Three police officers in Tempe, a city in eastern metropolitan Phoenix, Arizona, have been placed on nondisciplinary paid leave following the May 28 drowning death of a man as they watched from a bridge and refused to rescue him.
The tragedy began at about 5:00 a.m. on May 28, when the officers received a domestic dispute call at the Tempe Center for the Arts, which is next to a reservoir called Tempe Town Lake. Video footage shows two officers first talking to a woman who told them she was the wife of Sean Bickings, 34.
Although she was fidgety and nervous in the presence of the officers, she told them that there had been no physical violence, but that the two had argued and gotten loud. She insisted, “He didn’t do anything wrong.” At times, the sound is cut off without explanation. The faces of all five people in the video are digitally obscured.
They then went to join the other officer, who was questioning Bickings, whom the Tempe city website described as “an unsheltered Tempe community member.” While the officers were running the pair’s names through a database to check for outstanding arrest warrants, Bickings climbed over a four-foot metal fence. The officer told him he could not do that or swim in the lake but did not try to stop him.
Bickings walked down the embankment to the river and started swimming. One officer called for a boat, then they walked out onto the bridge. “How far do you think he’s going to be able to swim?” asked one of the officers.
By the time they had walked out onto the bridge, Bickings had swum about 30 or 40 yards out into the lake. A shout is heard, then the video abruptly ends and shows a message: “Due to the sensitive nature of the remaining portion of the recording, a transcript of the sensitive portion of the event is being provided for full transparency.”
The transcript records the last moment of the increasingly desperate Bickings (“Victim”), begging for help, the anguish of his distraught wife (“Witness”), as well as the indifference of the officers:
Victim: (inaudiable) [sic]
Officer 2: So what’s your plan right now?
Victim: I’m going to drown. I’m going to drown.
Officer 2: No, you’re not
Officer 1: Go at least go to the pylon and hold on.
Victim: I’m drowning. (inaudiable)
Officer 2: Come back over to the pylon.
Victim: I can’t. I can’t. (inaudiable)
Officer 1: Okay, I’m not jumping in after you.
Victim: (inaudiable) Please help me. Please, please please.
Officer 2: I don’t think they can get (inaudiable) the pedestrian bridge.
Victim: I can’t touch. Oh God. Please help me. Help me.
Officer 2: Sir, you need to listen to me. Hey, listen to me. Swim to the pylon.
Victim: I can’t, I can’t.
Victim: Can you hear me?
Witness: Stop (inaudiable) Get off of me. He didn’t do nothing wrong. Babe.
Officer 1: We didn’t say he did anything wrong.

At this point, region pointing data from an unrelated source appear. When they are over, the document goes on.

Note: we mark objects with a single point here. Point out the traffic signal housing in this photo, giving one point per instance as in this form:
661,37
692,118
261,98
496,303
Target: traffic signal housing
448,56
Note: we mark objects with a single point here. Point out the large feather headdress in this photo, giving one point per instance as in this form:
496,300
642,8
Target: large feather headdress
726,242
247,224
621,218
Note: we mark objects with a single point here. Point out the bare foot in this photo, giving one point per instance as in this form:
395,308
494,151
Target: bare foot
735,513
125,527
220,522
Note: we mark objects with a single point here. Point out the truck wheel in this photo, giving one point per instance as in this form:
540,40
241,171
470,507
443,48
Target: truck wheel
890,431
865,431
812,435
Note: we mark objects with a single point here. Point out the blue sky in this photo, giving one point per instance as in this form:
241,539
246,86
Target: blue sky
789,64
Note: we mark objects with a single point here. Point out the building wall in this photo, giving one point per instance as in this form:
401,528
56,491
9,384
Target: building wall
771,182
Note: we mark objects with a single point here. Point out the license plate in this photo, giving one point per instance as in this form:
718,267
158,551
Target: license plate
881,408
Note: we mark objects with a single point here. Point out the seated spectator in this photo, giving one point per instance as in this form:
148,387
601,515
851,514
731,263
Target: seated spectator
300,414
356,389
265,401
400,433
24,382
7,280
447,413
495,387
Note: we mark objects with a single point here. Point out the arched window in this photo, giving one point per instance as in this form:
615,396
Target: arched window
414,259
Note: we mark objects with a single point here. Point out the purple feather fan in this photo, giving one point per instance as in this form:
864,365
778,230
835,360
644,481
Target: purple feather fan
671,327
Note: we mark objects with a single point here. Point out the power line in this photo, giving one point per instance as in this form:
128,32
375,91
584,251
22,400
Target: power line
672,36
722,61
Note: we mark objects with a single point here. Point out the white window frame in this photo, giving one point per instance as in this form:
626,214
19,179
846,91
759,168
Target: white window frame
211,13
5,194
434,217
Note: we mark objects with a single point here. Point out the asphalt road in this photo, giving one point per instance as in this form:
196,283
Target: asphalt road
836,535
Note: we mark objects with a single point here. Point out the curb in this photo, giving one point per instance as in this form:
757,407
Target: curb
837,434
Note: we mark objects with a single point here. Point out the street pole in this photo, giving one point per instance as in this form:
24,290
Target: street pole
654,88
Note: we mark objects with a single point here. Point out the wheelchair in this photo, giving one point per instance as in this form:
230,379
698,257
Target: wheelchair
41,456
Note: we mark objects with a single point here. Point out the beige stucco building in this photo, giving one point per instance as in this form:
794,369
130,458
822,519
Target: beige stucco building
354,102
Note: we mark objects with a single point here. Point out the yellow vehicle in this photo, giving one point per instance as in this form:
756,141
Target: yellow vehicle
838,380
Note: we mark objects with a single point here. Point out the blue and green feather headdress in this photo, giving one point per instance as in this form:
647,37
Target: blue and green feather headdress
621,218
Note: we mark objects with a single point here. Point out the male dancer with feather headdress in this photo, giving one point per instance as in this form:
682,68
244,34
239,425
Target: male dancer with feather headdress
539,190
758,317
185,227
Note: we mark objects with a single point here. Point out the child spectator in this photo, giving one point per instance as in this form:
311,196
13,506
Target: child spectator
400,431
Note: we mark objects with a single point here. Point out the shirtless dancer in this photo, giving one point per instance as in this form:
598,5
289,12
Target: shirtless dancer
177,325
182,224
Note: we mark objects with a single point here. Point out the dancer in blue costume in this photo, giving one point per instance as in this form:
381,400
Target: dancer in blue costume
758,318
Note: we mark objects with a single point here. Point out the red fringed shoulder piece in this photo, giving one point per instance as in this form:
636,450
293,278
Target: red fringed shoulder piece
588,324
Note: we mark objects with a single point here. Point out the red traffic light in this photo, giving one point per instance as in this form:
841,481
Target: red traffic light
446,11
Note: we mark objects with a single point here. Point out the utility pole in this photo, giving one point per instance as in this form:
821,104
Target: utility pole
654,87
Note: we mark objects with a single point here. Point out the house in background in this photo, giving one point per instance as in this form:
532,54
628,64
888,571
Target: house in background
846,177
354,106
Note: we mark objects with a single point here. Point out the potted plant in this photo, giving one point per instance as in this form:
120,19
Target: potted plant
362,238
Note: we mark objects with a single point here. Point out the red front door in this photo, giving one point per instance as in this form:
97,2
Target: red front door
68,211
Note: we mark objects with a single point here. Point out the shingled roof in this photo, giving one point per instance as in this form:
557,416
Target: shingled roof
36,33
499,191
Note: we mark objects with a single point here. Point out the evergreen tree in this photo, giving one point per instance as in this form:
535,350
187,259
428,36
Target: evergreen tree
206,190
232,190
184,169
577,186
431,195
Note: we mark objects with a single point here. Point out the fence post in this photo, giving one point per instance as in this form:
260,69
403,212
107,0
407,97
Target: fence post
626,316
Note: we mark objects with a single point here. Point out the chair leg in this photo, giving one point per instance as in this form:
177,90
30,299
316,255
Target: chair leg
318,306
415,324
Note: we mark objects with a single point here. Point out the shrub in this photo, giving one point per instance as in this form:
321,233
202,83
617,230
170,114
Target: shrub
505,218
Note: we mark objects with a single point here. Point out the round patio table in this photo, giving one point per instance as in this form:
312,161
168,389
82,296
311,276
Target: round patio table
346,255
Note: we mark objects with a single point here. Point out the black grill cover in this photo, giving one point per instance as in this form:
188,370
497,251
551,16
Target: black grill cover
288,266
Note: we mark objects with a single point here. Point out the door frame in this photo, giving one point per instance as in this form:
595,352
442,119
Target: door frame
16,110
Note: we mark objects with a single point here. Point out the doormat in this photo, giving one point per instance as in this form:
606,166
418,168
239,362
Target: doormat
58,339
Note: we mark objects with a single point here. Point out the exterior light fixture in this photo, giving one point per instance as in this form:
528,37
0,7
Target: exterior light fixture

Officer 2: Get off of the bridge.
Officer 1: You need to chill out.
Witness: I love, I love him. Please stop being so aggressive.
Officer 2: Stop
Witness: Oh, my god is he okay? Stop, why are you doing this? I’m trying to help my fucking, please don’t (inaudiable). Dude, what the fuck? You are the one that was aggressive with me when you arrested me last time. I know it.
Officer 1: Hey, stop. If you want to help your husband, then talk to your husband, talk to your husband into coming over.
City fire department divers recovered Sean Bickings’ body and pronounced him dead a little before 11:30 a.m.
City officials were prompt with the damage control boiler plate. “The original police statement said that officers ‘immediately’ started rescue efforts and that Bickings ‘was uncooperative,’” according to a USA Today report. Calling the drowning a tragedy, the city manager and the police chief said that the officers were put on leave and that the Arizona Department of Public Safety and Scottsdale Police had been called in to examine the police response.
The Tempe Officers Association released a statement calling the drowning “a human tragedy” and “an awful loss of life,” and claiming that the officers had no training in water rescues or any equipment to do so and that they had followed the correct protocol. It said that it will “work for a change” in how the city and the Tempe Police Department “approach potential water incidents in Tempe Town Lake, including instituting training and equipment changes.”
“We will work with the city and the community to ensure that such an incident never happens again,” the statement concluded.
More video camera footage, again edited, is supposed to be released in the near future. The Tempe city website said that the Tempe Police Department investigation “could take many weeks due to the need to wait for medical examiner and toxicology results.” The same holds true for the Scottsdale PD’s investigation.
This event occurred just a few days after the massacre at Robb Elementary School in Uvalde, Texas where police stood by for 90 minutes as a gunman massacred 19 students and two teachers. Bickings’ drowning and its aftermath will do nothing to diminish the growing popular awareness of police indifference toward those the population is told they are sworn to “serve and protect.”
The police are given billions of dollars in federal, state and local funding every year not to protect the working class and save lives but to protect the property interests of the capitalist ruling class. It is for this reason the police are given broad legal authority to harass, beat and kill—resulting in more than 1,000 deaths at their hands every year.